2) Resûlüllah (s.a.v) şöyle buyurdu: (مَثلُ المُؤْمن كالخامة من الزرع، يُقَلِّبها الريِحُ مرَّة كذا ومرَة كذا ومَثلُ الكافر مثل الأرزَة المُجْذِيَة على الأرض حتى يكون انجعافُها بِمَرّة) “Mümin yaş ekine benzer. Rüzgâr onu bir bu yana bir o yana çevirir. Kâfir ise yere sıkı sıkıya saplanmış sedir ağacına benzer. Bir defada devrilir.”[3]
Hadis müminlerin bu dünyada çok sıkıntılara maruz kalacakları halde inanç ve amellerinden taviz vermeyeceklerini ifade buyuruyor. Resûlüllah (s.a.v), “Mümin yaş ekine benzer. Kâfir ise yere sıkı sıkıya saplanmış sedir ağacına benzer” sözüyle, zamanın müminin başına sıkıntılı işler getirmesi ve çeşitli devirlerde belalara maruz kalması sebebiyle mümini yaş ekine benzetmiştir. Rüzgâr yaş olan ekini bir o yana bir bu ayana sallar durur ama yerinden çıkmaz, sabit kalır. Kâfiri de, ayakta kalan fakat sallandığında yerinde sabit duramayıp yıkılan sedir ağacına benzetmiştir.

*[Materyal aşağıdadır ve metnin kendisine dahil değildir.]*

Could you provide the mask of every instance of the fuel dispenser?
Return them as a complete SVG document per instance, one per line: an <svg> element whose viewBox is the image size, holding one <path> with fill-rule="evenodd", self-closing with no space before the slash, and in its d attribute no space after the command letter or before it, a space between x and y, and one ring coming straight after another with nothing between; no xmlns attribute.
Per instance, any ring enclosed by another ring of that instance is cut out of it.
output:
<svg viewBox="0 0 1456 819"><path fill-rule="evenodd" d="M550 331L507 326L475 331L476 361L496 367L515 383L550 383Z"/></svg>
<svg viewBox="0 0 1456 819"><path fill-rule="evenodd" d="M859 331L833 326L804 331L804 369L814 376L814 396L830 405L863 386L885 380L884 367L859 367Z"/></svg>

3) Resûlüllah’ın sırdaşlarından olan Huzeyfe b. el-Yemân, onun vefatından sonra ortaya çıkacak ilk fitneyi ondan dinledikten sonra, “Ya Resûlellah, bu şerden sonra bir hayır olacak mı?” diye sordu. Resûlüllah (s.a.v), (جماعة على أقْذَاء وهُدْنَة على دَخَن) “Toz duman üzerinde olan bir birleşme ve nefret üzerinde bir sükûnet vardır” buyurdu.[4]

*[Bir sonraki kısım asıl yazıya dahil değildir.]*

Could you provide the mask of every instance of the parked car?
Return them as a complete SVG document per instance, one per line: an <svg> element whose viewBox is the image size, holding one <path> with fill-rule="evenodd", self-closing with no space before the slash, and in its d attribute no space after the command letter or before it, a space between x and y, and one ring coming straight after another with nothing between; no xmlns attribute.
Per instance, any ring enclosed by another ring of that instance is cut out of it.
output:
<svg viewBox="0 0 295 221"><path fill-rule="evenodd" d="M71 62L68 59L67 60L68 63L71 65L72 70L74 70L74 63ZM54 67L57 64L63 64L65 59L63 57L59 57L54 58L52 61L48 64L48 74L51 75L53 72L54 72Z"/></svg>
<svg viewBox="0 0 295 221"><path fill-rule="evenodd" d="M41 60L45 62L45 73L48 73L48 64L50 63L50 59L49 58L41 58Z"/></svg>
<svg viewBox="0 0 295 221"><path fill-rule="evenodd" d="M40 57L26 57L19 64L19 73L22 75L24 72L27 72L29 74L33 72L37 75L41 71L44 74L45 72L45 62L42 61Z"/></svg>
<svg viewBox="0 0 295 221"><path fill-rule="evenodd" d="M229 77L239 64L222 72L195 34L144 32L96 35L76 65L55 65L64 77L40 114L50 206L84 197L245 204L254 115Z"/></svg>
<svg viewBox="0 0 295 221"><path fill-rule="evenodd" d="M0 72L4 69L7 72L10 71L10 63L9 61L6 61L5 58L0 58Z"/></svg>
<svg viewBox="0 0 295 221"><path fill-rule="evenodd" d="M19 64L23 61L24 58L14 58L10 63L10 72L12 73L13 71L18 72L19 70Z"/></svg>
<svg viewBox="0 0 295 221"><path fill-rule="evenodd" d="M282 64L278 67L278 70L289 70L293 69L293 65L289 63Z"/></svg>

Burada (أقذاء) kelimesinden maksat göze kaçan ve gözü rahatsız edip çapaklandıran tozlardır. Resûlüllah (s.a.v) şerden sonra, kuşku ve tereddütler içinde bir araya gelen insanların halini, gözü ağrıyan bir adamın ıstıraplı ve sancılı haline benzetmiştir. (هُدْنَة) kelimesi sükûnet manasındadır. (دَخَنٍ) kelimesi ise, nefret manasına geliyorsa da köken itibariyle duman manasındadır. Resûlüllah (s.a.v) bu toplanmaları, savaşta kılıçların şakırtısından ve kellelerin uçurulmasından sonra nefret içeren bir sükûnete benzetmiştir. Kısacası Huzeyfe’ye söylediği bu sözüyle, kalplerin barındırdığı kin ve nefreti kast etmiştir. Bu durumu göz kapaklarının, göze kaçan toz toprak üzerine açıp kapanmasına benzetmiştir.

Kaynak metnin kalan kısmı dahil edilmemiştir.